Ce bistro parisien emploie uniquement des trisomiques et des autistes | 15 juillet 2020

Une idée qui pourrait bien faire changer les choses…

Yann Bucaille Lanrezac est un entrepreneur breton qui a été marqué par une rencontre bien spéciale. 

 «Cette idée, c’est la rencontre avec un jeune garçon autiste qui m’a demandé du travail, je lui ai dit non. Depuis ça m’a beaucoup travaillé», explique-t-il à France Info. «Je me suis creusé la tête pour trouver une solution pour proposer du travail à des personnes en situation de handicap mental ou de troubles cognitifs.»

«Le taux de chômage chez les personnes autistes est de 90 %», constate Yann Bucaille Lanrezac. «Et quand elles travaillent, les personnes handicapées sont cachées, souvent dans des structures, en marge de la société.»

 Après avoir ouvert un premier Café Joyeux à Rennes il y a quatre mois, Yann Bucaille Lanrezac a démarré le Café Joyeux de Paris où il emploie une vingtaine d’autistes et de trisomiques que ce soit en cuisine, en salle ou en service. 

«J’attends d’eux – et c’est ce qu’ils attendent aussi – de démontrer qu’ils sont des experts dans la restauration. Ils veulent montrer qu’ils sont capables de faire ça», ajoute l’entrepreneur. 

«Chez ceux-ci, ressort souvent cette forte envie de travailler, l’envie d’apprendre, d’être en relation avec les gens. Et il n’est pas forcément évident pour eux de trouver leur place dans la société», raconte Yann Bucaille Lanrezac à LCI. 

 «On a cherché à donner un espace de travail à des personnes souvent mises au rebut alors qu’elles ont tellement à nous apporter.

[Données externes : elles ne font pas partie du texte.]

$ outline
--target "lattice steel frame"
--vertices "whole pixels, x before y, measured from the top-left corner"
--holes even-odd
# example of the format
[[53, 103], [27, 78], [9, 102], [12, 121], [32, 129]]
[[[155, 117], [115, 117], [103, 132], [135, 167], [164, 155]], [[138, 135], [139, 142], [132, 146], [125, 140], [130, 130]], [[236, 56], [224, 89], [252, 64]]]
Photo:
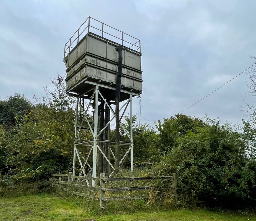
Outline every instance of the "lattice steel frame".
[[[100, 86], [100, 87], [101, 86]], [[79, 175], [81, 176], [82, 173], [84, 176], [87, 176], [89, 174], [92, 172], [92, 177], [96, 177], [97, 176], [97, 151], [99, 151], [99, 153], [102, 154], [103, 157], [105, 158], [108, 162], [108, 163], [110, 167], [112, 168], [112, 172], [109, 176], [111, 177], [115, 171], [115, 169], [114, 166], [112, 164], [110, 161], [110, 153], [113, 156], [113, 158], [115, 159], [115, 156], [111, 149], [111, 146], [109, 145], [109, 153], [108, 154], [108, 157], [104, 153], [103, 150], [101, 149], [98, 143], [99, 142], [103, 142], [104, 143], [110, 143], [115, 144], [116, 141], [115, 141], [112, 140], [113, 138], [112, 137], [109, 140], [105, 140], [99, 139], [99, 135], [102, 133], [103, 133], [104, 130], [108, 126], [110, 125], [111, 122], [115, 118], [116, 114], [115, 111], [111, 107], [110, 105], [108, 103], [106, 99], [99, 90], [99, 86], [98, 85], [95, 86], [93, 88], [91, 89], [90, 91], [87, 91], [87, 93], [90, 92], [90, 91], [93, 90], [92, 95], [91, 97], [89, 103], [88, 104], [86, 107], [86, 110], [84, 107], [82, 106], [82, 104], [81, 103], [81, 99], [80, 98], [83, 97], [85, 94], [81, 94], [79, 96], [77, 97], [76, 107], [75, 110], [75, 143], [74, 145], [74, 156], [73, 158], [73, 175], [75, 175], [75, 161], [76, 158], [78, 160], [80, 166], [81, 167], [81, 170], [79, 173]], [[126, 100], [124, 104], [120, 108], [120, 115], [119, 119], [120, 122], [120, 125], [123, 129], [126, 135], [127, 136], [130, 140], [130, 142], [125, 142], [120, 141], [120, 145], [127, 145], [129, 148], [125, 153], [122, 157], [120, 160], [119, 163], [119, 167], [121, 168], [124, 162], [125, 159], [128, 155], [130, 153], [130, 164], [131, 170], [132, 173], [133, 172], [133, 143], [132, 138], [132, 93], [131, 93], [130, 94], [130, 98]], [[112, 113], [113, 115], [112, 117], [109, 117], [110, 120], [108, 122], [105, 122], [105, 125], [101, 130], [99, 131], [98, 130], [98, 106], [99, 105], [99, 98], [101, 100], [103, 101], [106, 104], [106, 105], [109, 109], [111, 112]], [[88, 120], [88, 118], [91, 117], [88, 114], [88, 110], [90, 105], [93, 103], [93, 101], [94, 101], [94, 117], [93, 118], [93, 121], [90, 123]], [[102, 102], [102, 101], [101, 101]], [[121, 121], [122, 118], [124, 115], [125, 112], [128, 106], [130, 106], [130, 133], [127, 131], [125, 128], [124, 126]], [[80, 119], [80, 121], [79, 122], [80, 124], [79, 125], [79, 109], [82, 110], [82, 112], [83, 116], [82, 120]], [[123, 109], [122, 113], [121, 111]], [[92, 135], [93, 138], [93, 139], [87, 140], [81, 140], [81, 137], [82, 136], [81, 128], [82, 127], [83, 123], [84, 122], [86, 122], [88, 124], [89, 126], [86, 129], [85, 131], [90, 130], [92, 133]], [[93, 129], [92, 126], [93, 125]], [[96, 128], [96, 129], [95, 129]], [[90, 147], [89, 151], [86, 157], [85, 157], [83, 156], [81, 153], [78, 149], [77, 146], [78, 145], [84, 145], [88, 146]], [[88, 162], [88, 160], [90, 157], [90, 156], [92, 151], [93, 152], [93, 163], [92, 166], [91, 166]], [[82, 158], [84, 161], [82, 162], [81, 158]], [[86, 165], [88, 167], [90, 170], [87, 174], [85, 173], [85, 167]], [[86, 180], [88, 185], [88, 181]], [[94, 186], [95, 186], [95, 183], [94, 180], [93, 180], [92, 185]]]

La restauration est un métier de passionnés, il y a l’envie de faire plaisir. Alors la restauration avec du sens, c’est génial!»

«On n’a pas la prétention de réinventer la restauration», prévient l’entrepreneur. 

 «L’idée est que les clients s’arrêtent sans savoir. Et que dans ce monde où l’on n’est pas toujours amené à côtoyer la différence, on change le regard des uns sur les autres. La différence, au départ, suscite parfois du rejet, de la peur. Mais je crois que les personnes différentes ont un message à nous faire passer. Parfois, on allie handicap et difficulté. Là, on peut allier handicap et polyvalence, investissement, joie!»

Les employés de Rennes ont déjà demandé plus d’heures à leur patron et ceux de Paris sont déjà tout sourire. 

«Moi j’aime travailler, parce que tu peux gagner ta vie, tu rends les gens hyper heureux et joyeux. On voit qu’on est capable de faire quelque chose de nouveau, et on adore travailler en milieu ordinaire. Et ça, c’est hyper positif», dit Emmanuel, trisomique, à LCI. «Tu vois que tu es capable de réaliser quelque chose. On nous donne une responsabilité, ça donne confiance et surtout, ça rend hyper, hyper content, super joyeux! Moi, je dis bravo à tout le monde!»

 Le Café Joyeux est situé au 23 rue Saint-Augustin (passage Choiseul) et il est ouvert du mardi au samedi, de 10h à 17h.